Лоос стоял на позициях архитектора-ремесленника. Однако в своих выступлениях он четко разграничивал искусство и ремесло. ”К искусству относится лишь самая малая часть архитектуры, а именно: надгробие и монумент. Все остальное, как служащее цели, должно быть исключено из мира искусства”, – в этом высказывании отразилось благоговение Лооса перед чистым искусством. Отвергая украшательство как средство достижения целей, Лоос в статье “Орнамент и преступление” писал: “Орнамент, утеряв всякую органическую связь с нашей культурой, перестал быть средством ее выражения... Современный орнамент – без роду и племени, не имеет ни прошлого, ни будущего, он ведет лишь к растрате рабочей силы и злоупотреблению материалом”.

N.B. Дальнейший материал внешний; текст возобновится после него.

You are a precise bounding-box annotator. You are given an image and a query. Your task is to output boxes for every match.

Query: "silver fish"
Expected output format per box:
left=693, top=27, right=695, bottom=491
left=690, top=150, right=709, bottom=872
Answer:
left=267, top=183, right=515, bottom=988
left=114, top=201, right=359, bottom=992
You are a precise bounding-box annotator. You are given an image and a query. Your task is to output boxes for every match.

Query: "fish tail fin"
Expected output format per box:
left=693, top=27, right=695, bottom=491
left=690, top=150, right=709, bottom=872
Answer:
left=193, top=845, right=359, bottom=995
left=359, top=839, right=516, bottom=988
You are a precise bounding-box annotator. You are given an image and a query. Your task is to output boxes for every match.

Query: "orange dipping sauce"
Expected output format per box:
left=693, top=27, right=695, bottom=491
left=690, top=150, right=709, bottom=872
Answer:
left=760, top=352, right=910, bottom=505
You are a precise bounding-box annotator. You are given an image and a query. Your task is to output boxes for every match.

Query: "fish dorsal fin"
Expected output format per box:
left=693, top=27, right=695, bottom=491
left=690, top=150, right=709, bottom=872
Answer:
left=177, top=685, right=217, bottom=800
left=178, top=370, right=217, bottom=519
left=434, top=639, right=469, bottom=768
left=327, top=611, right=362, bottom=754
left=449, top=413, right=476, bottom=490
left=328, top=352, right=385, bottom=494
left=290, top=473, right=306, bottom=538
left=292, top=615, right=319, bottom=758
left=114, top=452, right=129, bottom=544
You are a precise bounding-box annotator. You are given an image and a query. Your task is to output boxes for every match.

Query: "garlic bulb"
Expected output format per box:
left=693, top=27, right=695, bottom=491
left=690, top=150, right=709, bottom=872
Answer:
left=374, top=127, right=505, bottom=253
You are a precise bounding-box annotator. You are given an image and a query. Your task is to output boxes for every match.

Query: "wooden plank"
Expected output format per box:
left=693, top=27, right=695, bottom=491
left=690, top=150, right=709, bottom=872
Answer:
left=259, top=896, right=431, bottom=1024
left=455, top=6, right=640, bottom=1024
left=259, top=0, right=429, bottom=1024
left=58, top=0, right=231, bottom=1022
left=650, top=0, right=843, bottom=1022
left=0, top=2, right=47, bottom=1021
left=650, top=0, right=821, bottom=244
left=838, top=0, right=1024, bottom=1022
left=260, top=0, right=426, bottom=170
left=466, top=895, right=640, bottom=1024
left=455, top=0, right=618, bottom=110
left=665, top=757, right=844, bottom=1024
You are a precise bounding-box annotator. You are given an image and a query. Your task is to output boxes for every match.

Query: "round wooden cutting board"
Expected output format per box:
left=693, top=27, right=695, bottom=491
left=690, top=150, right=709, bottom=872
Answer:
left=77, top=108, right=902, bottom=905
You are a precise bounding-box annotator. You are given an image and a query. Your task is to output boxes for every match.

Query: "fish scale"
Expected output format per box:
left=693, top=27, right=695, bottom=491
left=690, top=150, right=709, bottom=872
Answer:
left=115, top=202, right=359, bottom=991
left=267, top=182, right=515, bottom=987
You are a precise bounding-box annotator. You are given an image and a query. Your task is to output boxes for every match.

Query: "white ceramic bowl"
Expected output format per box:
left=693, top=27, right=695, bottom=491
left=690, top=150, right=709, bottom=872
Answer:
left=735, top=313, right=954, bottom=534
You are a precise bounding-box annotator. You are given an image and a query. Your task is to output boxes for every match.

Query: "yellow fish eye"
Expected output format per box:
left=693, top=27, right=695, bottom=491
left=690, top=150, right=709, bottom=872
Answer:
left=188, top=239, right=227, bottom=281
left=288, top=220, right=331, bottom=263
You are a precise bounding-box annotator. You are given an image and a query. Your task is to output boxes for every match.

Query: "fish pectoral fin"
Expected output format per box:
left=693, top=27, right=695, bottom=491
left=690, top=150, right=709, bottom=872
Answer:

По признанию Ле Корбюзье, с появлением Лооса «кончился сентиментальный период… Лоос вычистил под нашими ногами почву, и это было генеральной чисткой – тщательной и философски логичной». Творчество Лооса подвело итоговую черту и стало связующим звеном между искусством девятнадцатого века и АР-НУВО, с одной стороны, и рационализмом и функционализмом ХХ века, с другой.

Вопросы:

1. В чем состоит значение выступлений и практической деятельности Готфрида Земпера для становления дизайна в европейских странах?

2. Как идеи Гезамкунстверка повлияли на творчество европейских архитекторов и дизайнеров?

3. В чем заключаются особенности развития венской школы архитектуры и дизайна?

Творчество Гауди

Реконструкция и развитие Барселоны в конце девятнадцатого века положили начало каталонскому варианту АР-НУВО, получившему название “модернисмо”.

Наиболее яркой фигурой этого направления считают Антонио Гауди-и-Корнет (1853-1926). Он был великим художником. Его школы не существует, но выработанные им представления об архитектуре, черпающей вдохновение в формах живой природы, разработанные им средства пространственной геометрии, нашли множество поклонников.

Стиль Гауди сложился под воздействием двух весьма разных намерений – желания оживить местную национальную архитектуру и стремления создать абсолютно новую форму выражения. Каталонское Возрождение началось в 1860-х гг., когда Мадрид продемонстрировал свою власть над Каталонией, запретив употребление каталонского языка. Однако затем была проведена социально-политическая реформа, и Каталония потребовала независимости. Церковь поддержала эти требования. Каталонское сепаратистское движение повлияло как на Гауди, так и на его покровителя, текстильного промышленника и судовладельца Эусебио Гюэля Басигалупи. До встречи с Гюэлем Гауди находился под влиянием идей социализма. Одна из первых работ Гауди – дом Висенс в псевдомавританском стиле. “Используя цвет, как это делали и греки, и мавры, что было вполне логично для Испании, стремился к наполненной солнечным светом готике, органично связанной с великими каталонскими соборами; готике, наполовину морской, наполовину континентальной, оживленной пантеистическим богатством”. В результате дом Висенс стал своеобразным попурри на темы стиля мудехар. Организованное вокруг оранжереи здание с поясом из кирпича и глазурованных плиток и декоративным металлическим литьем обнаруживает более буйную фантазию, чем любая другая постройка того времени. Это первый опыт использования Гауди традиционного каталонского свода, где аркообразная форма была создана расположенными консольно и покрытыми тонкими металлическими пластинками слоями плиток.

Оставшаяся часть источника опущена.